Bilgisizlikten ötürü durumu bilemeyen, anlayamayan insanlarımız vardır. Bunu anlarım. Ama bu durumdaki insanlarımızın da kendi halkına karşı dayatılmış olan zulüme ortak olmaları gerekmiyor. Bunun haklı ve geçerli hiçbir nedeni olamaz. Benim esas olarak suçlayabileceğim insanlarımız, durum hakkında yeteri kadar bilgi sahibi olup şu veya bu şekilde mazeretlere sığınarak bize dayatılmış olan zulüm dayatmasını haklı gösterenlerdir. Zulümün tarafı olanlardır. Diğer taraftan Kürd halkına zulüm eden Devlet’lerin vatandaşlarının, kendilerinin ve Devlet’lerinin Kürd halkına karşı işliyor oldukları insanlık suçlarını haklı gösterebilecek utanmaz ve iğrenç tutumunda ısrar etmeleri çözümsüzlüğü dayatıyor. Hepimiz kendimizi ve birbirimizi kandırmaya çalışarak akan kanı durduramayız. Çözümde üretemeyiz. Aksine çözümsüzlüğü dayatmış oluruz ve daha fazla kanın akmasına sebep oluruz. Dolayısıyla samimi ve dürüst davranıp kalıcı ve kabul edilir çözüm bulmalıyız. Taraflara hak ve hukuku adilce sunmayan çözüm kalıcı olamayacaktır. Dünya bunun örnekleriyle doludur. Tarihi örnekler, Türkiye’de kendilerini Türk kabul edenler içinde geçerlidir. Biz Kürd’ler içinde geçerlidir.

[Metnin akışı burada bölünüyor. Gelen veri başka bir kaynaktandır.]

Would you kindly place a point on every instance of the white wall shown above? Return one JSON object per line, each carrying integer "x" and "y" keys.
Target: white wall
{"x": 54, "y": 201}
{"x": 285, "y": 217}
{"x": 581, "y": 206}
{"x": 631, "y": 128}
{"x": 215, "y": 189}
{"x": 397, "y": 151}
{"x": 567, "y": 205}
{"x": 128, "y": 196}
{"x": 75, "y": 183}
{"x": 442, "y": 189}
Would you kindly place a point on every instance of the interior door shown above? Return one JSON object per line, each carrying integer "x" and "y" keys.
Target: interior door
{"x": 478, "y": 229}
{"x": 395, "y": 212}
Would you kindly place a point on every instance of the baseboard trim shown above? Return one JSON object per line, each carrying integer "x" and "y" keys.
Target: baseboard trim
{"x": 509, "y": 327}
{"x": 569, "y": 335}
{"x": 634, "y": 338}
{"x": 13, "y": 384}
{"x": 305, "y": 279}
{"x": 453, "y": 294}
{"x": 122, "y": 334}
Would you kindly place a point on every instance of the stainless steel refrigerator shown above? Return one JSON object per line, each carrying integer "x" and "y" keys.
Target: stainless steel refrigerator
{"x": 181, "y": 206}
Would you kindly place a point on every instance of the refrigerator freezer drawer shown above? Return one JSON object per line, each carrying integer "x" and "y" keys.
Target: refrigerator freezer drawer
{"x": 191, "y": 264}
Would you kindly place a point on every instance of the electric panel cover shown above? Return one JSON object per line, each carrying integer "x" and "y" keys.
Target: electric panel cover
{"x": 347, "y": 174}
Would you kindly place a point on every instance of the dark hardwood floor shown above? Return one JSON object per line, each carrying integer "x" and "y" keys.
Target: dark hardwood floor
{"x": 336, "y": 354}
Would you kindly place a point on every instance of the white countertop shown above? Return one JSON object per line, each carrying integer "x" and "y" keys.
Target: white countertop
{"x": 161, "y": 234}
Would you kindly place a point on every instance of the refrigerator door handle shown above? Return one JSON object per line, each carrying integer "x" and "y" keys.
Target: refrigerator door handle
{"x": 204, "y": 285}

Devletinin resmileşmesi, Kürd halkının maruz kalmış olduğu zulmün tazminatı olur. Kürd halkının yaralarının iyileşmesinin ortamı oluşur. Kürd halkının kendilerini Türk kabul eden vatandaşlarla barış içinde uygar komşu olarak yaşamalarını kabul etmelerinin koşullarını oluşturur. Bu proje kalıcı çözümdür. Taraflar açısından kabul edilir adil projedir.

Şimdiye kadar Kürd halkının şehirleri köyleri yakılmış, yıkılmış ve milyonlarcası sürgün edilmiş. Şimdiye kadar Kürd halkı adına ağalar, beyler, şeyhler, evliyalar, aşiretler, aydın ve demokrat olarak görünen şahsiyetler gibi siyasi hareketlerde Türkiye Devletiyle birlikte çözüm aramışlar ama olmamış. Son olarak Bay Erdoğan iktidarının PKK ile çözüm üretme gayretleri olmamış. Tutmamış. Bende bu son gayretin verimli sonuç verebileceğini ummuştum. Bu son gayret bir projeyi yaşama geçirmek içindi. Demektir ki bu çalışmalar ve gayretler iyi niyetli olsa da tutmadı. Olabilecek bir proje üretmemiz gerekiyor. Yukarıda kısaca izah etmiş olduğum proje Türkiye Devleti tarafından kabul edilirse hem Türkiye, hem kendilerini Türk kabul eden vatandaşlar, hem Kürd vatandaşları hem de Türkiye ve Kurdistan Birleşik Devleti için kalıcı çözüm olur. Bölge ve Dünya barış ve istikrarı böylece sağlanmış olur. Türkiye Devleti bunu kabul etmezse ve bu projeden daha uygun bir proje yaşama geçirmezse, Kürd’ler kendilerine yandaş bulup savaşla hak ve adalet aramaya yönelirler. Buda taraflar için yıkımı getirir.